In conjunction with the release of the song "Half Your Age" On January 7, 2020, the band announced that the album would be released on March 13. The album's track list as well as dates for a North American tour were also revealed. However, the album's March 13 release date coincided with travel restrictions related to the COVID-19 pandemic, halting further promotion and the tour. The band performed their last live show of 2020 on March 1 in Berlin, Germany, before returning home to Rochester, where a state of emergency was declared on March 14. After a series of delays, the Possession Tour was officially canceled on February 22, 2021.

==Track listing==

| No. | Title | Length |
|---|---|---|
| 1. | "Like a Kennedy" | 4:08 |
| 2. | "Coming Apart" | 2:56 |
| 3. | "Half Your Age" | 3:30 |
| 4. | "Obsession" | 3:06 |
| 5. | "Blank Slate" | 2:58 |
| 6. | "F.E.A.R." | 3:00 |
| 7. | "Funny Thing About Opinions" | 3:13 |
| 8. | "Who Owns Who?" | 2:36 |
| 9. | "Blastoffff" | 3:16 |
| 10. | "Possession" | 3:20 |
| 11. | "No Shoulder" | 4:10 |
| 12. | "Mr.
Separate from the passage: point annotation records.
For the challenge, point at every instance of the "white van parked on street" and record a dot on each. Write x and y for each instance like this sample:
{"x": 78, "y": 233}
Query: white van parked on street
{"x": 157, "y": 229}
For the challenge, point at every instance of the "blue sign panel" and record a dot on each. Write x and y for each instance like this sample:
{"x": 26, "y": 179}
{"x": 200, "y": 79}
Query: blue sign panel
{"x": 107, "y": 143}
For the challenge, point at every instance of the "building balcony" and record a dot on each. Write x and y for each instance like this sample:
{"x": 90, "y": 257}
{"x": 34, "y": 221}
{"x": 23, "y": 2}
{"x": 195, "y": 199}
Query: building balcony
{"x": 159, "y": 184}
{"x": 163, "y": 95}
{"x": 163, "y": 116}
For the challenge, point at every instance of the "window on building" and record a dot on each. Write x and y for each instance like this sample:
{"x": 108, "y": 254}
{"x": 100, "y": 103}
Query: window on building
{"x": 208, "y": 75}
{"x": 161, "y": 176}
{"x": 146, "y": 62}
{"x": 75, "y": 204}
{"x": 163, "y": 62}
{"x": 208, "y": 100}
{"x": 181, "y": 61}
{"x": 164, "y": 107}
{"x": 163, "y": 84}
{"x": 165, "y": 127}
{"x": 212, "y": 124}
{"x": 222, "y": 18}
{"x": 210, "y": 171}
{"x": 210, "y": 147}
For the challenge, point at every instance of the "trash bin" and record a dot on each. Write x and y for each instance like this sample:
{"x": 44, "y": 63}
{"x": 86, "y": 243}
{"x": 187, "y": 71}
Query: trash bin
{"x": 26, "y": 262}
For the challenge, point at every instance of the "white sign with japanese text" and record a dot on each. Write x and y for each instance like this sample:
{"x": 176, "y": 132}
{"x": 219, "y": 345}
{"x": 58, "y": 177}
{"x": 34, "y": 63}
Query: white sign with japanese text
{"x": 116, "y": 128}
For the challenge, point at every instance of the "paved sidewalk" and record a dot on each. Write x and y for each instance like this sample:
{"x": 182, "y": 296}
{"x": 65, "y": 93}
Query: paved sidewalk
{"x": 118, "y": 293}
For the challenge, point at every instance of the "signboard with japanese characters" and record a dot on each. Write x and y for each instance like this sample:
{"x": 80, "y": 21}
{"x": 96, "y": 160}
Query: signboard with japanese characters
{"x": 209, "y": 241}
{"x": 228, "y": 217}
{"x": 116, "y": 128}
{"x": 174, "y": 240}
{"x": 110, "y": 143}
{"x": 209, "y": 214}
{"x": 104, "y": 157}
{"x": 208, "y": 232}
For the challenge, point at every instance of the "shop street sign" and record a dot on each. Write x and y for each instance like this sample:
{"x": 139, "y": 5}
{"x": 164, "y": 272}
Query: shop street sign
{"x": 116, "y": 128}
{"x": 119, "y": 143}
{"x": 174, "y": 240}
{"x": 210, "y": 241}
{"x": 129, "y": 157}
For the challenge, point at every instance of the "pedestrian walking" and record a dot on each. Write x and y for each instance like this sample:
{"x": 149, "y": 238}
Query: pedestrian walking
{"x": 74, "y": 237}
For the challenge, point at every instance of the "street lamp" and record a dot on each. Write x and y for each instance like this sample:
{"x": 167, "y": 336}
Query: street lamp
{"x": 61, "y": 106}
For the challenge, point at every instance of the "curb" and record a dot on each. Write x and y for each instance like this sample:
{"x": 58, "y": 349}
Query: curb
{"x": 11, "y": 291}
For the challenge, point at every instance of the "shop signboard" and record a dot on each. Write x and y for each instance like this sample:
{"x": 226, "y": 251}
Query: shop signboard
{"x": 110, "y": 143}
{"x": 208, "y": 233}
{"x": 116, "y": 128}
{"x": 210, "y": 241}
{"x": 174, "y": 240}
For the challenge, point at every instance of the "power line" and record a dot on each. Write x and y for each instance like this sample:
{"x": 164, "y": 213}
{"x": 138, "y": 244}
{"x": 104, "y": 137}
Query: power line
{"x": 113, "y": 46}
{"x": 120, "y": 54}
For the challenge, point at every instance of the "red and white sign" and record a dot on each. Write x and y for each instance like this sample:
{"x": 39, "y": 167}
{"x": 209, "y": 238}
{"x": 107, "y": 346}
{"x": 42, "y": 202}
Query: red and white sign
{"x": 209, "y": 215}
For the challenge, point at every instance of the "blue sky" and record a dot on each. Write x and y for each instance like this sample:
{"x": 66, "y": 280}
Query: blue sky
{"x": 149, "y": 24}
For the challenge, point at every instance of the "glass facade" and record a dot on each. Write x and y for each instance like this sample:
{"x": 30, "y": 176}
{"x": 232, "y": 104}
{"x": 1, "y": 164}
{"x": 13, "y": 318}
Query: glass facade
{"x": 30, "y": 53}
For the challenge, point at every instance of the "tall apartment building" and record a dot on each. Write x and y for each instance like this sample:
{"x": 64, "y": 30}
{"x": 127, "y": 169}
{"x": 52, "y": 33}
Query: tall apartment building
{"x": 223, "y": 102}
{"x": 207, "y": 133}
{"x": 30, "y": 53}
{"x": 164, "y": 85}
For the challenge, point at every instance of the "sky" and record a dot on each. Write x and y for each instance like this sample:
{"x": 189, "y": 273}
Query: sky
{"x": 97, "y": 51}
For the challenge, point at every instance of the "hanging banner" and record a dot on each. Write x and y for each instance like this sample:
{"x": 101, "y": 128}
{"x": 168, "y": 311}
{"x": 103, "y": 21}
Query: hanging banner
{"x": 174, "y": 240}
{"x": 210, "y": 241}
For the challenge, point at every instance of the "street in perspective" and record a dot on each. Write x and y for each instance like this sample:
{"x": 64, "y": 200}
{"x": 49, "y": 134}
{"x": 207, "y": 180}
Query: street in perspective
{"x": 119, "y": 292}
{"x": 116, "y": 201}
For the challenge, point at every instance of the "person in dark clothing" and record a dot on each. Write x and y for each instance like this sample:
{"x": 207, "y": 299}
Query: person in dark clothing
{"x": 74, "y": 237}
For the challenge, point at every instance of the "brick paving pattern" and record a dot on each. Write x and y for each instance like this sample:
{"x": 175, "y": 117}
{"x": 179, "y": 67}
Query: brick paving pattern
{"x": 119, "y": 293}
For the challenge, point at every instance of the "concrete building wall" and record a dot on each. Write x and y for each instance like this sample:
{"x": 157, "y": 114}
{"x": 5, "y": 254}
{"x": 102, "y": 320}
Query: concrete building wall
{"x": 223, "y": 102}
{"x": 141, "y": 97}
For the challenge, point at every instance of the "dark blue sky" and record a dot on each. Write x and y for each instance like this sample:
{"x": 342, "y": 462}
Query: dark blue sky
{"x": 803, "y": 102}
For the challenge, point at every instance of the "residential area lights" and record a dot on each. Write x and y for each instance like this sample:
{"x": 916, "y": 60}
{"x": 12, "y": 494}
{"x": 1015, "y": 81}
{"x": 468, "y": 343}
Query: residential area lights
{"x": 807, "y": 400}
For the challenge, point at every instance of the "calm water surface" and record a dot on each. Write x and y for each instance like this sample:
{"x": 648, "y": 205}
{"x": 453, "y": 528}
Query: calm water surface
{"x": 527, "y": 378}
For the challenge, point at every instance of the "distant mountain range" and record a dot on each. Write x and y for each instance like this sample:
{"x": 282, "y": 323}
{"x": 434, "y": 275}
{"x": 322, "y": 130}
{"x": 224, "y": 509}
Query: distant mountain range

Eastman" | 4:05 |
| Total length: |  | 40:18 |

==Personnel==
Personnel adapted from album liner notes.

Joywave
- Daniel Armbruster – vocals, electric guitar, acoustic guitar, bass guitar, piano, keyboards, flute, shaker
- Benjamin Bailey – piano, electric guitar, acoustic guitar, keyboards, organ, theremin, recorder
- Paul Brenner – drums
- Joseph Morinelli – electric guitar, bass guitar, acoustic guitar

Additional musicians
- Jesse Blum – trumpet (track 12)
- Sameer Gadhia – backing vocals (track 2)

Technical personnel
- Daniel Armbruster – producer, engineer
- Dan Grech-Marguerat – mixing, programming
- John Hill – co-producer (track 2)
- Joe LaPorta – mastering
- Blake Mares – engineer
- Evyn Morgan – artwork, layout, photography

==Reception==
===Critical===

The album was well-received upon its release. Neil Z. Yeung at AllMusic summed it up as "hypnotic, often dance-friendly beats bubble up beneath inventive sampling choices and melodic synths, balancing the occasional upbeat jam with dark, ominous soundscapes".

Professional ratings
Review scores
| Source | Rating |
| AllMusic | Star |

===Commercial===
The album reached number 34 in the iTunes Alternative Albums chart, and number 17 in Greece.
The title track reached number 65 in Portugal.